I’m presuming you’ve already done a compression test, and you don’t see any clearly defined cylinder head/block interface leak. hmm … well, you could do the obvious experiment, replace that gasket, put everything back together, and give it a drive-test. That’s about the only way to know for sure whether the intake manifold/cylinder head interface problem is the actual cause of the engine overheating. The downside risk is the engine may still overheat, then you’ll have to take everything back apart remove the head anyway, wasting your time.

The intake gasket is plastic and is is in fairly good shape except for ribs on end. You can still buy new plastic gaskets and also steel versions. A new plastic one will work fine for a long time. I’m just thinking about what an external coolant leak could do to cause overheating. A leak would result in lower system pressure and cause overheating? I just got suv so I have no history. Seller was original owner.
Well, new headgaskets would be nice. For peace of mind.

I expect any car’s cooling system would have great difficulty to maintain the coolant temp within the normal range unless the entire cooling system is air tight. You’d think for a really small leak, other than having to add coolant once in a while, it could handle that; but the problem probably is the leak isn’t constant, comes and goes, changes with temperature, so those changing conditions makes maintaining the cooling system temperature within a narrow range more difficult.

My truck’s cooling system wasn’t maintaining the proper temp range 2 or 3 years ago. No leaks I could see.

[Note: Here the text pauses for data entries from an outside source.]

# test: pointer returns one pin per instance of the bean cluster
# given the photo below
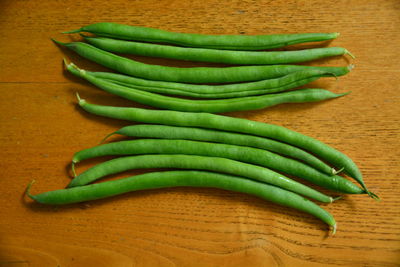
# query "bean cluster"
(202, 148)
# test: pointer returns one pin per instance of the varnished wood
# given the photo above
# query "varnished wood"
(41, 128)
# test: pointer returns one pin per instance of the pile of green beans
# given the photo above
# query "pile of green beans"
(231, 42)
(204, 149)
(214, 55)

Then I noticed the radiator cap’s gasket had some minor cracking. Replaced the cap, problem immediately solved.

Removing heads at this point is fairly easy. Only thing that is issue are rusty manifold coupling nuts/studs. I usually break 2 of 3. I heard a talented person could remove both heads and leave pipe in place. Seems very awkward.

Where my Corolla’s exhaust manifold output connects to the exhaust system’s right angle pipe is located in a difficult to access location, so I could see why it might be pretty awkward. Maybe requires some purpose-built tools, and if you don’t have them, it is easier to just bite the bullet & remove the pipe.

Yeah but when they get older their back will be calling them stupid for doing so… :wink:

It would have to take 2 maybe 3 guys to do it though, the 3rd guy gets a head handed off to them or something…
I guess you could always rig up a jig to hook a cherry picker to lift it out of the engine bay…

The hex on studs makes removing them pretty easy. After the hex nut shears off. Napa sells studs with hex and without

Whatever you decide, be sure to replace the oil pump drive o-ring while you have the intake off to avoid future oil leaks.

I had a leak on a gm 3.1 from that o-ring. In 2000? The o-ring is for oil control. There is also a steel coolant pipe that has o-ring and it’s real close. The pipe could leak and be cause of stain on side of head.